C’est le premier traitement, obtenu par diverses manœuvres selon sa localisation et son importance :

→ la compression digitale est généralement suffisante pour les épistaxis bénignes, antérieures et localisées : après mouchage doux et application éventuelle d’une ouate imbibée de xylocaïne et de naphazoline (décongestionnant), comprimer les ailes du nez pendant dix à quinze minutes en position assise, tête penchée en avant (et non pas en arrière, position qui expose au risque d’avaler du sang responsable de nausées) ;

→ un hémostatique local peut être laissé en place, type tampon d’alginate de calcium (Coalgan, à laisser minimum trente minutes mais maximum vingt-quatre heures en raison d’un risque possible d’infection), de gélatine (Bloxang, à laisser en place une heure) ou pommade sur mèche ou via canule nasale (pommade HEC, Bloxang topic) ;

→ une cautérisation électrique ou laser peut être pratiquée, généralement sous anesthésie locale, si le vaisseau responsable est facilement individualisé (notamment en cas de saignements récidivants) ;

→ le tamponnement antérieur et/ou postérieur peut être pratiqué par un ORL ou un urgentiste lorsque le saignement est important ou diffus. À l’aide d’une pince à bout mousse, une mèche grasse ou résorbable est tassée d’arrière en avant dans la cavité nasale puis laissée en place quarante-huit heures sous antibiothérapie. Si c’est insuffisant, des sondes à ballonnets gonflables peuvent être mises en place sous anesthésie locale, vingt-quatre heures au plus pour éviter le risque de nécrose.

L’hémostase régionale

Elle est proposée en cas d’échec des manœuvres précédentes :

→ l’embolisation sélective et temporaire des artères faciales et maxillaires par microparticules résorbables est pratiquée sous anesthésie, via un cathéter introduit par l’artère fémorale ;

→ la ligature ou la coagulation des artères sphéno-palatines ou ethmoïdales peuvent être pratiquées sous endoscopie par voie endonasale ou canthale (via la commissure des paupières).

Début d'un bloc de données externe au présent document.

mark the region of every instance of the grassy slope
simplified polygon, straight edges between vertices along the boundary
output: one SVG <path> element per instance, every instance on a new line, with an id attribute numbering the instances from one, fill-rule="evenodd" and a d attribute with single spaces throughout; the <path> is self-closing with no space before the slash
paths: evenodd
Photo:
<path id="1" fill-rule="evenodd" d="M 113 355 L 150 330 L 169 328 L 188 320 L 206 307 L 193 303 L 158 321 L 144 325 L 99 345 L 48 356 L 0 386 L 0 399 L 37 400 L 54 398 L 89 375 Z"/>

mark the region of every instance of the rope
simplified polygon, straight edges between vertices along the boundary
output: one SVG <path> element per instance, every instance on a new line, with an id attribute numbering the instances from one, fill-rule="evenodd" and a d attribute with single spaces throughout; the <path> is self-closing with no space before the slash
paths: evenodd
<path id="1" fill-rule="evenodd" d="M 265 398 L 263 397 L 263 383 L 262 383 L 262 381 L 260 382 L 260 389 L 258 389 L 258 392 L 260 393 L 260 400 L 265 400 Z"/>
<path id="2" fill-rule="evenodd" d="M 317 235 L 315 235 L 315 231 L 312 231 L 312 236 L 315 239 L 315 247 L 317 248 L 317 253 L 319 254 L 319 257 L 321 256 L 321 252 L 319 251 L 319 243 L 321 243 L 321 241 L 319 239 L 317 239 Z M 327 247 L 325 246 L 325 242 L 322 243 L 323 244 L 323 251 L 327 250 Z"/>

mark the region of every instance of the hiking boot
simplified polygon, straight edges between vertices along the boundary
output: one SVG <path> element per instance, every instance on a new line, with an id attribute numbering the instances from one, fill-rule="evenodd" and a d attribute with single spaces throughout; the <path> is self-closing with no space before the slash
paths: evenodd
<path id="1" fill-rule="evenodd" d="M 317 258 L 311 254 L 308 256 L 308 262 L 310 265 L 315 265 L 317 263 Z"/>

Des traitements complémentaires

Ils peuvent être nécessaires : anti-hypertenseur adapté, activateurs de l’hémostase, vitamine K (si surdosage en anti-vitamine K), exceptionnellement une transfusion sanguine.

Pour votre pratique

• L’épistaxis bénigne (la plus fréquente) cède généralement par compression digitale pendant dix minutes, tête penchée en avant.

• Il est indispensable de consulter le médecin en cas d’hypertension artérielle, de cardiopathies, de traitement anticoagulant, de traumatisme violent, de saignement abondant, bilatéral ou répété et d’altération de l’état général.

• Les saignements essentiels peuvent être prévenus en maintenant une atmosphère humide et non surchauffée (notamment la nuit) et en évitant les mouchages et lavages de nez trop énergiques ainsi que le grattage des cavités nasales (il est indispensable de penser à couper court les ongles des enfants).

Épistaxis antérieure

La muqueuse nasale, qui réchauffe et humidifie l’air inspiré, est richement vascularisée à la fois par des ramifications de l’artère carotide externe (artère maxillaire puis palatine) et de l’artère carotide interne (artères ethmoïdes qui sont des branches de l’artère ophtalmique). Ces deux réseaux se rejoignent au niveau de la « tâche vasculaire » ou plexus de Kiesselbach, zone la plus irriguée et la plus sensible située dans la partie antéro-inférieure de la cloison nasale.